Okay, thanks. That's very helpful context. And then maybe just moving to your development outlook, I'm just wondering if you can give us a bit of an update on beyond the stuff that's in the construction pipeline, an update on your renewable power development activities in Canada and the U.S. and whether you're seeing interesting opportunities to either move forward with any new projects or to increase the size of your potential U.S. development pipeline through additional early stage acquisitions?

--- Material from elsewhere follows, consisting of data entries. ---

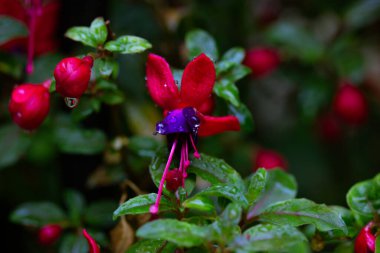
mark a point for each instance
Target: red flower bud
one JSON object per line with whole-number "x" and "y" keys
{"x": 350, "y": 105}
{"x": 72, "y": 76}
{"x": 269, "y": 159}
{"x": 173, "y": 180}
{"x": 261, "y": 61}
{"x": 365, "y": 241}
{"x": 29, "y": 105}
{"x": 49, "y": 234}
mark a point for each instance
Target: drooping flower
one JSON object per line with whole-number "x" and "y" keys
{"x": 29, "y": 104}
{"x": 72, "y": 76}
{"x": 49, "y": 234}
{"x": 183, "y": 109}
{"x": 94, "y": 247}
{"x": 350, "y": 104}
{"x": 365, "y": 241}
{"x": 269, "y": 159}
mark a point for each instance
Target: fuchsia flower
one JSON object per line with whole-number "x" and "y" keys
{"x": 183, "y": 109}
{"x": 94, "y": 247}
{"x": 72, "y": 76}
{"x": 350, "y": 104}
{"x": 365, "y": 241}
{"x": 49, "y": 234}
{"x": 29, "y": 104}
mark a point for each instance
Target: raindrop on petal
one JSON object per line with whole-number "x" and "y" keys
{"x": 71, "y": 102}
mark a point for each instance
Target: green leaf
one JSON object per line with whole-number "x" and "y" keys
{"x": 44, "y": 67}
{"x": 143, "y": 146}
{"x": 268, "y": 237}
{"x": 37, "y": 214}
{"x": 225, "y": 190}
{"x": 244, "y": 116}
{"x": 232, "y": 214}
{"x": 216, "y": 171}
{"x": 279, "y": 186}
{"x": 75, "y": 204}
{"x": 199, "y": 41}
{"x": 364, "y": 198}
{"x": 92, "y": 36}
{"x": 256, "y": 186}
{"x": 156, "y": 167}
{"x": 104, "y": 67}
{"x": 297, "y": 212}
{"x": 235, "y": 55}
{"x": 80, "y": 141}
{"x": 98, "y": 30}
{"x": 296, "y": 40}
{"x": 227, "y": 90}
{"x": 13, "y": 144}
{"x": 141, "y": 204}
{"x": 178, "y": 232}
{"x": 112, "y": 97}
{"x": 145, "y": 246}
{"x": 12, "y": 64}
{"x": 11, "y": 28}
{"x": 82, "y": 34}
{"x": 99, "y": 213}
{"x": 128, "y": 45}
{"x": 73, "y": 243}
{"x": 200, "y": 203}
{"x": 362, "y": 13}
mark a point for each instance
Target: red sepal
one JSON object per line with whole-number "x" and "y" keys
{"x": 197, "y": 81}
{"x": 215, "y": 125}
{"x": 94, "y": 247}
{"x": 160, "y": 82}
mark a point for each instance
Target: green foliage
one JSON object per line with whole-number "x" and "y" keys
{"x": 141, "y": 204}
{"x": 363, "y": 198}
{"x": 37, "y": 214}
{"x": 296, "y": 212}
{"x": 80, "y": 141}
{"x": 178, "y": 232}
{"x": 92, "y": 36}
{"x": 11, "y": 28}
{"x": 199, "y": 41}
{"x": 13, "y": 144}
{"x": 268, "y": 237}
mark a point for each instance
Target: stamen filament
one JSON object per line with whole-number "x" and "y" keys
{"x": 196, "y": 153}
{"x": 155, "y": 208}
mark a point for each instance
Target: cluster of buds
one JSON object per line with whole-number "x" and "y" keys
{"x": 30, "y": 103}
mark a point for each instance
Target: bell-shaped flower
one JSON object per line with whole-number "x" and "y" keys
{"x": 184, "y": 110}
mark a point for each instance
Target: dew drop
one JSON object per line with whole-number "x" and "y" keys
{"x": 71, "y": 102}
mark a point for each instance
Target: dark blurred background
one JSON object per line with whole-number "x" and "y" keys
{"x": 320, "y": 43}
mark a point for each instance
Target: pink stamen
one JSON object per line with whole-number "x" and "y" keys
{"x": 196, "y": 153}
{"x": 155, "y": 208}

So my answer to that is, all of the above. We are seeing some positive developments from an Alberta and Canadian perspective and see some opportunities moving forward. We were also, on the U.S. side, have some opportunities that we believe may come to fruition in the relatively near term. But in addition to that, we are looking at opportunities to expand our pipelines on both sides of the border on a renewable perspective. And there's -- where we've been successful in the past is being aligned or acquiring I'll call it smaller developers, a one-off or a series of developments. That continues to be fruitful in terms of some opportunities out there. But we're also looking at the fundamental ground-up development of our own projects. And we've been quite successful with that where we've undertaken it. So we're looking at markets where it makes sense for us and actually from the ground up from securing the leases through to design and develop. So our pipeline will be getting built out from a number of different perspectives. But even with that, what we have today and what we're seeing, we continue to see some significant opportunities in the nearer term.
And maybe just one follow-up question on Island. I appreciate you may not want to get too much into contract discussions, and there's an active review process for the IRP. Have you had any follow-up from BC Hydro since the transmission issues and cable bulging problems started early in July that recognized the aspirations of the IRP just may not reflect the reality of the grid on Vancouver Island and its needs?
So we've been -- our discussions thus far have been with the government. And the BC government largely because for logistical reasons and timing, we haven't had a good opportunity to directly discuss it with BC Hydro. But that is being scheduled and those discussions will take place outside of the IRP process. So we do have a number of questions, and we've informed BC Hydro these are the questions that we have and just out and out don't understand their conclusion based on the facts. But again, we'll see where that gets to. We don't believe that when you look at the IRP, we don't believe that that is their final answer by any stretch of the imagination. We do believe that it is a work in progress and recent information suggests that they still have work to do in terms of that assessment. So we're -- we don't believe that we are talking to deaf ears. We do believe that there will be a significant receptivity to having discussions around the re-contracting of the Island facility.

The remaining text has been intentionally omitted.